Schindlers Liste
hatte, um sich vor der Kälte zu schützen. Er hockte auf einer Pritsche mit Strohsack.
Es gab noch eine zweite, außerdem einen Wassereimer und den Klosettkübel. Der Soldat erwies sich als Standartenführer der Waffen-SS, unrasiert, unter dem Mantel nur ein aufgeknöpftes Hemd, dazu verdreckte Stiefel. Er begrüßte Schindler mit einer leichten Handbewegung. »Herzlich willkommen«, sagte er dazu. Er sah trotz seiner Verwahrlosung recht gut aus und mochte einige Jahre älter sein als Schindler. Dieser hielt ihn für einen Spitzel, wunderte sich allerdings darüber, daß man einen Spitzel in Uniform gesteckt und ihm überdies einen so hohen Rang verliehen hatte.
Schindler blickte auf die Uhr, schaute zum dicht unter der Decke angebrachten Fenster, durch das nur wenig Licht in die Zelle fiel. Sehen konnte man nichts, aber das Fenster ging wohl auf den Innenhof.
Es kam zu einer Unterhaltung, die von Seiten Schindlers zurückhaltend, von Seiten des Standartenführers sehr offenherzig geführt wurde. Er stellte sich als Philip vor — Nachnamen täten hier wohl nichts zur Sache. Den Winter über habe er monatelang mit seinem Bataillon Nowgorod gehalten, dann Urlaub nach Krakau bekommen und sich zu lange bei seiner polnischen Freundin aufgehalten. Drei Tage nach Ablauf seines Urlaubs sei er verhaftet worden. Eigentlich habe er seinen Urlaub nicht überschreiten wollen, doch der Anblick all der Bonzen, die sich hier in der Etappe rumdrückten, habe ihn so wütend gemacht, daß er meinte, er wolle sich auch mal was leisten. Und weshalb Schindler hier sei?
»Weil ich eine Jüdin geküßt habe.«
Philip lachte laut. »Haben Sie sich dabei vielleicht infiziert?« Dann schimpfte er über die Etappenschweine, nannte sie Räuber und Speckjäger. Es sei ganz unglaublich, wie sich manche bereicherten. Und dabei sei die SS mit so hohen Idealen angetreten! Aber jetzt lebten sie in Saus und Braus.
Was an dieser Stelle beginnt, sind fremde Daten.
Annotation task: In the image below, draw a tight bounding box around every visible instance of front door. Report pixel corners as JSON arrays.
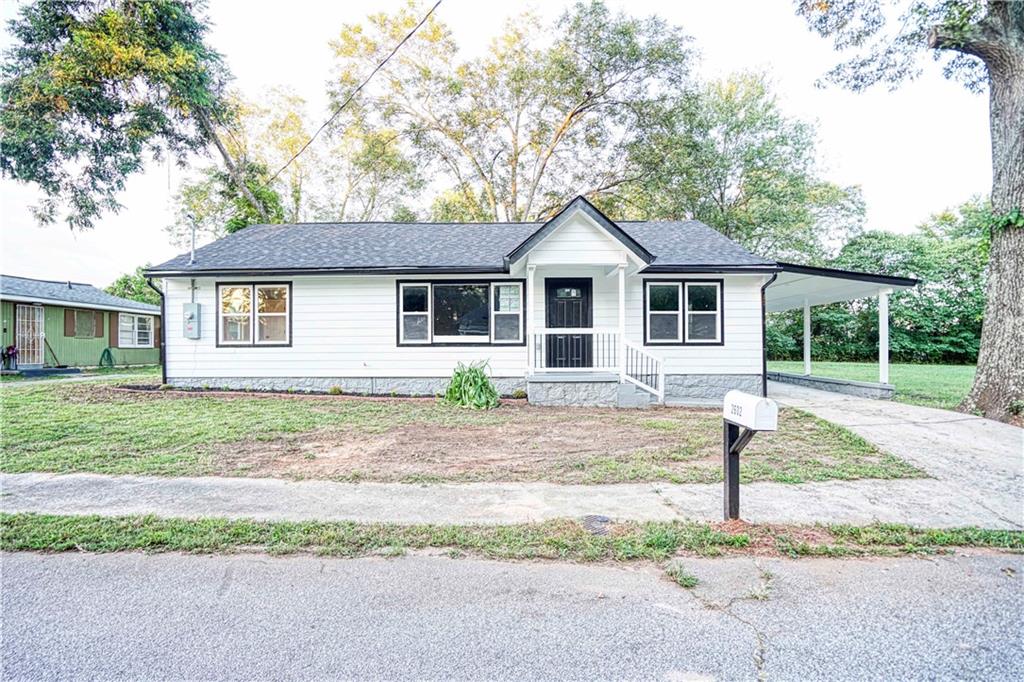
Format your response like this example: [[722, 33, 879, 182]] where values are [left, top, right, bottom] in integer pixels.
[[14, 305, 43, 367], [544, 278, 594, 368]]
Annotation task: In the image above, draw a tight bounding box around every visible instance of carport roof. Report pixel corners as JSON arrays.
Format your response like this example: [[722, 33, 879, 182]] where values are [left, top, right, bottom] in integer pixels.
[[765, 263, 918, 312]]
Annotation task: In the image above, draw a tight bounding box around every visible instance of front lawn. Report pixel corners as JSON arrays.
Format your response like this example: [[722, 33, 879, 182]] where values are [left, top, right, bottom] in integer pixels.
[[0, 382, 924, 483], [768, 360, 975, 410]]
Schindler tat, als sei ihm dies alles neu. Er hörte mit schmerzlicher Verwunderung, daß diese Elite es angeblich so wüst trieb; er als naiver Zivilist habe sich nichts dabei gedacht, nett zu dieser kleinen Jüdin zu sein. Philip, erschöpft von seinem Ausbruch, schlief schließlich ein.
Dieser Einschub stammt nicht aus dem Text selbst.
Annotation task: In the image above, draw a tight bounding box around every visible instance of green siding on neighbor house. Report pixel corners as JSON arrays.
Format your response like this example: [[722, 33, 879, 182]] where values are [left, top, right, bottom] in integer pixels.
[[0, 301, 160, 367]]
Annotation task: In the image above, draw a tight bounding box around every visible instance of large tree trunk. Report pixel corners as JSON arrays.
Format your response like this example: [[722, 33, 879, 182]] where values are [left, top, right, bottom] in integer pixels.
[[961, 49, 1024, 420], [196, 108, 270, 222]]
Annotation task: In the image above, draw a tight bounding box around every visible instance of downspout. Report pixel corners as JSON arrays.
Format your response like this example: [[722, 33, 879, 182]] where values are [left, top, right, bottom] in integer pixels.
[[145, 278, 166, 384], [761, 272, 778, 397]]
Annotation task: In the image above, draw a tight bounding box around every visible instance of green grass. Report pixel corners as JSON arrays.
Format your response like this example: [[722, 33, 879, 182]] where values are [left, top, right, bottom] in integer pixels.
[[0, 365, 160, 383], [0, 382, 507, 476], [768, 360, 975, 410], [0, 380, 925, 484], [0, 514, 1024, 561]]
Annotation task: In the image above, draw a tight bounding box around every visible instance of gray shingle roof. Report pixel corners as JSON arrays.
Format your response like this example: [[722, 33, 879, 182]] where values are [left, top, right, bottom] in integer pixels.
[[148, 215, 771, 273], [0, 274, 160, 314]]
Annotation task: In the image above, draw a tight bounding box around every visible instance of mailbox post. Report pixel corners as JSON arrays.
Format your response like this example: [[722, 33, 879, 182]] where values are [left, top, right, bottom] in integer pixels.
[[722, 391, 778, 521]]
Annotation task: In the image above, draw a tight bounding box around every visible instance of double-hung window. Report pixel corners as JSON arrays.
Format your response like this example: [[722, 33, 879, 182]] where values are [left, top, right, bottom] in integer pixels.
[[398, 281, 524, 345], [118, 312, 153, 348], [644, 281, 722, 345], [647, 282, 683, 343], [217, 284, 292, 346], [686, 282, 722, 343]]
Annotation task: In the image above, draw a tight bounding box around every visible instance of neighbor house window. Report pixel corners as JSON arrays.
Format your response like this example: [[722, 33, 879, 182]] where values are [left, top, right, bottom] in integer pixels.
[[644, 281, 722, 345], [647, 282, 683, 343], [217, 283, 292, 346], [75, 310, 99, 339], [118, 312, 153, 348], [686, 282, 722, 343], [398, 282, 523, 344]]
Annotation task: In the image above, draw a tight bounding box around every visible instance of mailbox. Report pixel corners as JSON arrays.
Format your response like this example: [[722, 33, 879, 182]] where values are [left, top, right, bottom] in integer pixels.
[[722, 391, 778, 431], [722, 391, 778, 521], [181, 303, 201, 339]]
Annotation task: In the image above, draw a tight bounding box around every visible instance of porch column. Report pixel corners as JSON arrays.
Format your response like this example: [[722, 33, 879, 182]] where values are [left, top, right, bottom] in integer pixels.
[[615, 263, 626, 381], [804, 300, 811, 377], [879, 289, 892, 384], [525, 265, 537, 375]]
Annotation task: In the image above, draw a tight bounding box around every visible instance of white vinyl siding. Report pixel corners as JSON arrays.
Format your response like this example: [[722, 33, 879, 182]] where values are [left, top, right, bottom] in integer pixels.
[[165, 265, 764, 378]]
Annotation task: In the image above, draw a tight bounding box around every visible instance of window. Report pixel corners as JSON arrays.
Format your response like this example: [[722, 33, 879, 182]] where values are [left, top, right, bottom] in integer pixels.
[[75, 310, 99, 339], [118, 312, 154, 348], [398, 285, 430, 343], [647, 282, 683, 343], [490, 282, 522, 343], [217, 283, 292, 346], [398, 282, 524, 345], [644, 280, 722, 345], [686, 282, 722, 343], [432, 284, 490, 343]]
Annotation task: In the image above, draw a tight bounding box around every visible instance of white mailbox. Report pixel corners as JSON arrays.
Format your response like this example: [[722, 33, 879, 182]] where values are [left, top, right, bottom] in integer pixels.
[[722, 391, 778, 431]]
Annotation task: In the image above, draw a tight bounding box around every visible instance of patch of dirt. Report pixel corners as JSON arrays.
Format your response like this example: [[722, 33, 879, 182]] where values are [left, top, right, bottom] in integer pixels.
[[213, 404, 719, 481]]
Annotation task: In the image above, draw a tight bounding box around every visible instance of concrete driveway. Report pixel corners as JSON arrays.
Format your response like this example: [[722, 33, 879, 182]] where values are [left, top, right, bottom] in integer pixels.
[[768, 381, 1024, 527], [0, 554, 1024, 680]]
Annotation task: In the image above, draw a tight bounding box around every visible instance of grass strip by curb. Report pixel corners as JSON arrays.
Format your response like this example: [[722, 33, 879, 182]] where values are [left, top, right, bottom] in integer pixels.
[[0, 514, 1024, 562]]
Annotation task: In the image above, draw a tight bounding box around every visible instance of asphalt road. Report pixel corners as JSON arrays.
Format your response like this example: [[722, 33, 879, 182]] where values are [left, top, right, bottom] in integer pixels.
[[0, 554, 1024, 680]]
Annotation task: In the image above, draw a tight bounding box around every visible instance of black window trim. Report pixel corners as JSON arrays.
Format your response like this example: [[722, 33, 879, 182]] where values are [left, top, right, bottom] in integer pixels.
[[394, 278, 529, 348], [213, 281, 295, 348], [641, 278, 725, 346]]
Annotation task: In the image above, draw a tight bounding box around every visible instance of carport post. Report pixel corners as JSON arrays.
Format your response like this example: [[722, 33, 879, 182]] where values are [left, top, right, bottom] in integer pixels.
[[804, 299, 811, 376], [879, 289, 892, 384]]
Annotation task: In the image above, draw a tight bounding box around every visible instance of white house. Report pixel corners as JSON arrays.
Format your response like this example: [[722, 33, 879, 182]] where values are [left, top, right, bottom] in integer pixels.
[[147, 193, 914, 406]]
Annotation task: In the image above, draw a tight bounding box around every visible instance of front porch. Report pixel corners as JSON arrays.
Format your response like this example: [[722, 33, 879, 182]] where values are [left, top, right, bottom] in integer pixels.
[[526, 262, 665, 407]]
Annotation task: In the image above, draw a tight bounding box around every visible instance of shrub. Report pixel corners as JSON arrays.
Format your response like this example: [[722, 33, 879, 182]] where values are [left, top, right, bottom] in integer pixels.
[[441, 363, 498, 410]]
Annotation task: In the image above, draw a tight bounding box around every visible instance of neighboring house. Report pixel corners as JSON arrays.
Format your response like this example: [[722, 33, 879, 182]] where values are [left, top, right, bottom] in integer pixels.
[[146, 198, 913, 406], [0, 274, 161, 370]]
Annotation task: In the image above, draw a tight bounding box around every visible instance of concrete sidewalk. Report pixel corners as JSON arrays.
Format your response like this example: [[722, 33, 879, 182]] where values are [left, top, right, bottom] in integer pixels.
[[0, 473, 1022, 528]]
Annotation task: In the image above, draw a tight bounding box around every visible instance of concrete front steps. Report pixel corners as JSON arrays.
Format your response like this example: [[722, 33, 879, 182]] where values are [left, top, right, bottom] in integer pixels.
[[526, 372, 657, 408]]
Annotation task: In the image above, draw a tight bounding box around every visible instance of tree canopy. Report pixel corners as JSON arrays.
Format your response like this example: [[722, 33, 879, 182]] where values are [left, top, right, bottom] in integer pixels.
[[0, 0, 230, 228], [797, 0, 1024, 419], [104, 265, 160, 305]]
Schindler brauchte dringend was zu trinken. Das würde die Zeit schneller vergehen lassen, der Standartenführer würde nach einem kräftigen Schluck noch umgänglicher werden und, falls er ein Spitzel war, sich womöglich verraten. Er kritzelte Namen und Telefonnummern auf eine Zehnzlotynote, knüllte sie mit den restlichen vier Zehnzlotynoten zusammen und klopfte an die Tür. Der SS-Unterführer, der öffnete, sah eher gutartig aus, ernst und schon ältlich, gar nicht der Typ, der Gefangene zu Tode trampelt, aber das war ja ein besonderer Aspekt der Folter, daß man sie nicht von jemand erwartete, der aussah wie ein gutmütiger Onkel aus der Provinz.
Schindlers Bitte, ihm fünf Flaschen Wodka zu besorgen, stimmte den Mann bedenklich.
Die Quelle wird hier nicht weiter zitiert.